Con Samuele le parole scorrono facilmente. E’ un ragazzo simpatico e io ormai ho perso la testa. Forse è arrivato il momento giusto, il mio momento, quello che ho aspettato da tempo. Non dico di non essere mai stata fidanzata o innamorata, ma dopo l’ultimo stronzo ho ben pensato di prendermi una pausa e a quanto pere Cupido mi ha ascoltata fino ad oggi.
“Eih Michi, ma dov’è che abiti? Perché io ti ho già vista da qualche parte.”
“Alla Rusca, ma può essere che mi hai vista alle Fornaci, al bar di mia mamma”
“Tua mamma ha un bar?”
“Sì, a conduzione famigliare. Rimane sulla spiaggia dello scaletto dei pescatori.”
“Ah, sì ho capito! Fate un buon gelato!”
Mentre parliamo ogni tanto guardo fuori dal finestrino e lo spettacolo è assolutamente magnifico. Lunghissime distese d’erba tra le quali le pecore brucano allegre sotto il sole.
Il pullman s’inoltra in una strada provinciale e lentamente il paesaggio cambia: gli immensi prati verdi lasciano gradualmente spazio a colorate casette a schiera e poi ai palazzi decorati del centro. Siamo arrivati. Ora ci aspetta la presentazione alla famiglie, ad aspettare me e la Vale ci sarà la famiglia Weiner. Sono proprio curiosa di sapere che tipi sono.
 
 

 
La presentazione delle famiglie ospitanti fu molto rapida e quindi io la mia mica ci trovammo velocemente sul suv della famiglia Weiner diretti a casa loro.  Anche la strada percorsa in macchina fu bereve, ma ci diede la possibilità di rompere il ghiaccio.

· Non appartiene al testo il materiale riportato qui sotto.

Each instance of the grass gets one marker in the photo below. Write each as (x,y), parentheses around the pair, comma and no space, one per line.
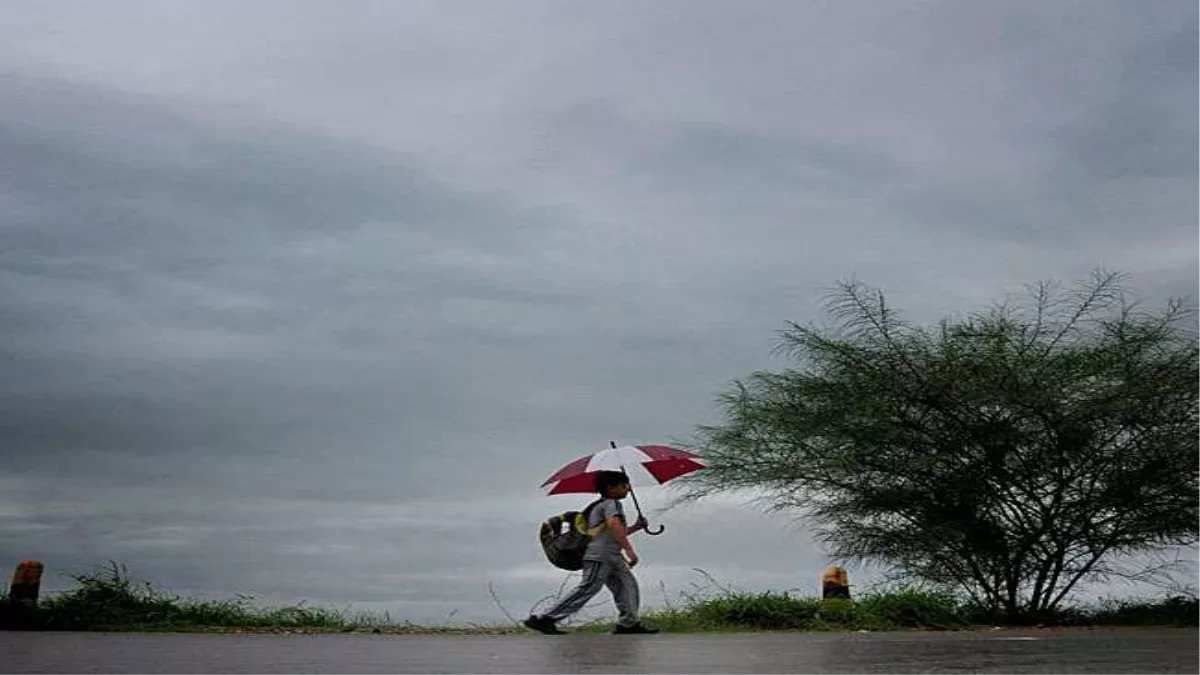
(111,599)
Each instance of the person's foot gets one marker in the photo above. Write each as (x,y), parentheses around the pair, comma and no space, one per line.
(543,625)
(635,629)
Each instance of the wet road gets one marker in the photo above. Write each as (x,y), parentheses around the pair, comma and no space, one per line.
(1086,651)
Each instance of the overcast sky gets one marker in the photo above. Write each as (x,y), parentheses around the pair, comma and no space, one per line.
(305,299)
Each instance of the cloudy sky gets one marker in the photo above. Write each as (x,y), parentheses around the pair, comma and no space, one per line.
(305,299)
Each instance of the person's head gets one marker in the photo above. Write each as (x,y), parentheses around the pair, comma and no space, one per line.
(612,484)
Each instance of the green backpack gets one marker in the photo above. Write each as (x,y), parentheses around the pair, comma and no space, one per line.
(565,537)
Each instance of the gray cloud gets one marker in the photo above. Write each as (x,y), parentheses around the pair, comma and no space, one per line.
(303,300)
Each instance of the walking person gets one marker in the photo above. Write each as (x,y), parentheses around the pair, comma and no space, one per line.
(607,562)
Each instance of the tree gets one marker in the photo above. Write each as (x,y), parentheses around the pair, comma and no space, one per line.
(1012,453)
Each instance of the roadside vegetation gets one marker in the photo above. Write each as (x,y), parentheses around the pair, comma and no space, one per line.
(109,599)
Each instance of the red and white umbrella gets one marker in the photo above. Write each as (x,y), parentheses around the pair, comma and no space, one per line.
(645,465)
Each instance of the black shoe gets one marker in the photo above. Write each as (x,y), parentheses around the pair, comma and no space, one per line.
(635,629)
(543,626)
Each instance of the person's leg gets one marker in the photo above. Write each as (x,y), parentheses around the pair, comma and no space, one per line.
(625,593)
(594,577)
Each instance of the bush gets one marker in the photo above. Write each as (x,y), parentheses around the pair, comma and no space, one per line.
(1171,611)
(768,610)
(111,601)
(912,608)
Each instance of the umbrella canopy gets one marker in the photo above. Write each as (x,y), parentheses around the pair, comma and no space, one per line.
(653,464)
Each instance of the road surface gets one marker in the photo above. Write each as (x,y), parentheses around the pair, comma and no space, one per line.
(1157,651)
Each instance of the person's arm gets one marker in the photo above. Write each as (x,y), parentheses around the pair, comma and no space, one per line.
(621,535)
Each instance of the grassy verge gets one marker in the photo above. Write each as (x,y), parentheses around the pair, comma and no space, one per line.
(111,601)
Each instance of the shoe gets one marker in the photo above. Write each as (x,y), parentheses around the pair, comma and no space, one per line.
(635,629)
(543,626)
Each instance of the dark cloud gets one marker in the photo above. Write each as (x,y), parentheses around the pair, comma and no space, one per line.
(304,303)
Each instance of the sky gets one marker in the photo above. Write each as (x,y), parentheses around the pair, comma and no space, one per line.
(305,299)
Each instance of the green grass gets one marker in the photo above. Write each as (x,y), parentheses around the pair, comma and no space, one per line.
(109,599)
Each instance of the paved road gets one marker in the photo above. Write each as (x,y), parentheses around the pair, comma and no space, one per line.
(1101,651)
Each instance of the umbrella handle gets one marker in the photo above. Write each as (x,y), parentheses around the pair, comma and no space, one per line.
(639,507)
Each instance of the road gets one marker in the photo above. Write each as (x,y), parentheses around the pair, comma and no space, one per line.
(898,653)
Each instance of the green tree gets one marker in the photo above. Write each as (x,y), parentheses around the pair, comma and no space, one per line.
(1012,453)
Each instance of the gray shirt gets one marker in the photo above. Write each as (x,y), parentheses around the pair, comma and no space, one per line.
(604,547)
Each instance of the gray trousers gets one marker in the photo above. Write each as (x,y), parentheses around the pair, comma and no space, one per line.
(613,574)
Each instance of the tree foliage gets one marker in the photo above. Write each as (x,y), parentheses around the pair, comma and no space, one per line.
(1012,453)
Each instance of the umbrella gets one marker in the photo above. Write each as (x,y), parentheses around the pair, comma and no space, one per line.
(642,464)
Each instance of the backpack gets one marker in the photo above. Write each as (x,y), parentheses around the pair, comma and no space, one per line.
(565,537)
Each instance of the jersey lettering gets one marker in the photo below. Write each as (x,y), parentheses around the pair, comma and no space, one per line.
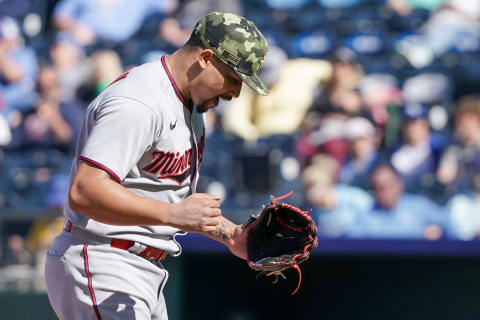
(174,166)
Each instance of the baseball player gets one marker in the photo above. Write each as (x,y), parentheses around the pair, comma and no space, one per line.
(133,179)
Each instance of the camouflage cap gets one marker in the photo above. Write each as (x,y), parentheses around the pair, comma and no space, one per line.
(237,42)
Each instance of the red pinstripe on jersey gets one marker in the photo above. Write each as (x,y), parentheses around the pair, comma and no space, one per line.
(101,166)
(90,285)
(174,85)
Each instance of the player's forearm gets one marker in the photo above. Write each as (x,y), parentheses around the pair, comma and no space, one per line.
(98,197)
(231,235)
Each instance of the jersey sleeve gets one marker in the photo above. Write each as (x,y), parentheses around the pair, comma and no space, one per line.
(122,131)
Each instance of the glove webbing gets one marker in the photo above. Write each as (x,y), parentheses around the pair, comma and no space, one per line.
(295,257)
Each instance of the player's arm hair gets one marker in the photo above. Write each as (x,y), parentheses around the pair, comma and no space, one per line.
(233,236)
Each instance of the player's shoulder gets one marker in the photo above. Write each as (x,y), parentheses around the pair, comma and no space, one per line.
(146,83)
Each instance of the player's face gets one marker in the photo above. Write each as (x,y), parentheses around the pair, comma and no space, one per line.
(219,82)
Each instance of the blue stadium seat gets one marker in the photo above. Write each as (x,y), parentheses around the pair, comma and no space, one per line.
(287,4)
(309,44)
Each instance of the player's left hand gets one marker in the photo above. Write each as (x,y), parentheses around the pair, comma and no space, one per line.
(238,243)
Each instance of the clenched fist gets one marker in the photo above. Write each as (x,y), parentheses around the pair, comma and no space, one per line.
(199,212)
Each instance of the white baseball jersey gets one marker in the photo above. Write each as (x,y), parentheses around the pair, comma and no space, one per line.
(142,132)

Mr Weiner, un uomo sulla trentina, è molto gentile e ogni volta che ci pone una domanda piega la sua testa pelata prima da un lato e poi dall’altro e ad ogni sorriso i suoi occhi azzurri brillano felici. Non ha molto del classico stereotipo irlandese: è pelato, ha gli occhi azzurri e non è molto alto, ma la sua parlata esprime tutto ciò che di irlandese non è presente nel suo aspetto col classico accento spesso leggermente trasformato dalle origini gaeliche.

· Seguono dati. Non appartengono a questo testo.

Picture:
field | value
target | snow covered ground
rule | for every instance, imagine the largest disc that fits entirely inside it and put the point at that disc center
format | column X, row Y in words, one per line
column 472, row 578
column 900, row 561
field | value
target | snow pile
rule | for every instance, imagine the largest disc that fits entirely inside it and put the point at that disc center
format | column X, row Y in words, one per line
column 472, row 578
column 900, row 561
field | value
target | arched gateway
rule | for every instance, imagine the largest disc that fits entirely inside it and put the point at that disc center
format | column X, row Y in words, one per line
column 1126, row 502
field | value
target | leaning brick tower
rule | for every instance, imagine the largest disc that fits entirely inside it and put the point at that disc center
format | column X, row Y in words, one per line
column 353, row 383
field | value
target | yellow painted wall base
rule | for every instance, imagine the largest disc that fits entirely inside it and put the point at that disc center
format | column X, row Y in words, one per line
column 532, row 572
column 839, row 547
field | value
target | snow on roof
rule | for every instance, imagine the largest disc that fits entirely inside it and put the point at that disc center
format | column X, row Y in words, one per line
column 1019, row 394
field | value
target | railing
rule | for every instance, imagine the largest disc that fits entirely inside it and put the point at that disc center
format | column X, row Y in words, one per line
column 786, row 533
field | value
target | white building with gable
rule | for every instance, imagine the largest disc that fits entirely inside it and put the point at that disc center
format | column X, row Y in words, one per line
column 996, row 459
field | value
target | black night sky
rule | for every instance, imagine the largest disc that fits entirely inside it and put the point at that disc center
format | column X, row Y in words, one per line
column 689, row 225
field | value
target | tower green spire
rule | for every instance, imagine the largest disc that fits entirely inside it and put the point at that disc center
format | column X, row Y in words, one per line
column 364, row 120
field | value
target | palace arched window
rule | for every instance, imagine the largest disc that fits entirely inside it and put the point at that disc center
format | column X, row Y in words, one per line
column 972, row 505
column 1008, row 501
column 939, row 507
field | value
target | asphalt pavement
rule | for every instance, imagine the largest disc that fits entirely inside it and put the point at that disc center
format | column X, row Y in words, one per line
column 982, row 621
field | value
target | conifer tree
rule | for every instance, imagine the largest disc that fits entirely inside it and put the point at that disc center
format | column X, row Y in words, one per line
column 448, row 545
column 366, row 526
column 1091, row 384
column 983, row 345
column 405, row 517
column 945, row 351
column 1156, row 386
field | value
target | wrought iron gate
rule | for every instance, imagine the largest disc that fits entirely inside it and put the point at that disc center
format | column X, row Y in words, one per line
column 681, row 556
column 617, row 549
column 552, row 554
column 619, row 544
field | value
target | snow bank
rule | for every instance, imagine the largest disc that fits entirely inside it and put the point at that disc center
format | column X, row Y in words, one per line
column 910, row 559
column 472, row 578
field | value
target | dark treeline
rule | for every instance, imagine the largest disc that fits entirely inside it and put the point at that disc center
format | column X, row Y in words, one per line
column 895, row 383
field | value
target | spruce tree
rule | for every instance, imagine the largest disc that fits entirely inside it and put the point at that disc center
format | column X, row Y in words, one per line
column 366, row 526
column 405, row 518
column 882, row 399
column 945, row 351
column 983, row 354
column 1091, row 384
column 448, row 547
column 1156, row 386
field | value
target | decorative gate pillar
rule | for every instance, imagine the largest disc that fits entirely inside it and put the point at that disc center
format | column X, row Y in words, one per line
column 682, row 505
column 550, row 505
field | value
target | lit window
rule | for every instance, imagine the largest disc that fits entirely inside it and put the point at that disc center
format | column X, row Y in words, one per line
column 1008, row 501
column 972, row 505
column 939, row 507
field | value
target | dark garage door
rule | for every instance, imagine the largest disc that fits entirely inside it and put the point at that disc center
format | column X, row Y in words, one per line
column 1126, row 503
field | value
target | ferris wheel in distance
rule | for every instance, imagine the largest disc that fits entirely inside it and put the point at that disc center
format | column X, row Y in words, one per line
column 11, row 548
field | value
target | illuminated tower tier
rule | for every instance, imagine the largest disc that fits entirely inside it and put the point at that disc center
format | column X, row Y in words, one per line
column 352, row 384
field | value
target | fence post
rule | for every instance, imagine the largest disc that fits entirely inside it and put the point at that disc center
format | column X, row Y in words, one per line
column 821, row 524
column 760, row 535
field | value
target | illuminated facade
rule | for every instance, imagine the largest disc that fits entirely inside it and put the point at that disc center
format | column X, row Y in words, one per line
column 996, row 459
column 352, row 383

La casa si trova in un quartiere stupendo, immerso nel verde e posizionato tra due centri di equitazione. I piccoli cottage sono di vari colori che spaziano dal giallo all’azzurro.

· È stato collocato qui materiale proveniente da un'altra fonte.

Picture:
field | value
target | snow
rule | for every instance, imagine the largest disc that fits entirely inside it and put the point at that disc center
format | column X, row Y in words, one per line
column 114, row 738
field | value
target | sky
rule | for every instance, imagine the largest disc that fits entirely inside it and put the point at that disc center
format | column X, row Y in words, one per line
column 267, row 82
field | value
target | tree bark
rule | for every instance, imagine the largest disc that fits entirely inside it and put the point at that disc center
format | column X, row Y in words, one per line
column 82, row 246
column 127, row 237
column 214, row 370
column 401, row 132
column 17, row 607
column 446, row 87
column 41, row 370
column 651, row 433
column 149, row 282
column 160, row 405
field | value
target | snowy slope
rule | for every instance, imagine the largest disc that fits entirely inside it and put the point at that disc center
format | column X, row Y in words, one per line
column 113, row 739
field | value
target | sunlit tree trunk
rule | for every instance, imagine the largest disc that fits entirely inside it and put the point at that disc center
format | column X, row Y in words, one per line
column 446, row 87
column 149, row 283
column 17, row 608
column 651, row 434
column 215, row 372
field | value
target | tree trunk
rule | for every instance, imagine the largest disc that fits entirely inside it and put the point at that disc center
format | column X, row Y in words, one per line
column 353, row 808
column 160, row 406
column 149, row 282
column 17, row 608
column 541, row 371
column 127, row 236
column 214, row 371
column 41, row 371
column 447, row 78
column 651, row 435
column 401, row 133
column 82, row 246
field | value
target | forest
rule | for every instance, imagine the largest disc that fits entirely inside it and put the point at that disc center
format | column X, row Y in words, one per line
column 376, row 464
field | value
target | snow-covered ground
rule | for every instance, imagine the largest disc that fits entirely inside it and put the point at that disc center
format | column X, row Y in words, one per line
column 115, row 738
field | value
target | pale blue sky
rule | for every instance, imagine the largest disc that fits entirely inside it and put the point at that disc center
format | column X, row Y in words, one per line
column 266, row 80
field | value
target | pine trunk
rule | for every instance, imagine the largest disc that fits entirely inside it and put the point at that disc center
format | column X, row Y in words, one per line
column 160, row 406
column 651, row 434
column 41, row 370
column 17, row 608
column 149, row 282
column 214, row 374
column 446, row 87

Ad aprirci la porta c’è una ragazza dal viso molto dolce, anche lei sulla trentina. Sembra molto semplice dall’alto del suo metro e ottanta . I suoi occhi risplendono alla luce del sole che tramonta,
catturando sfumature di blu e di viola che illuminano il grigio delle sue iridi.
C’è da dire che Mrs Weiner, al fianco del marito, nasconde completamente la figura di quest’ultimo e non solo in senso figurato. Anche se insieme sono molto buffi si nota lontano un miglio che sono molto innamorati.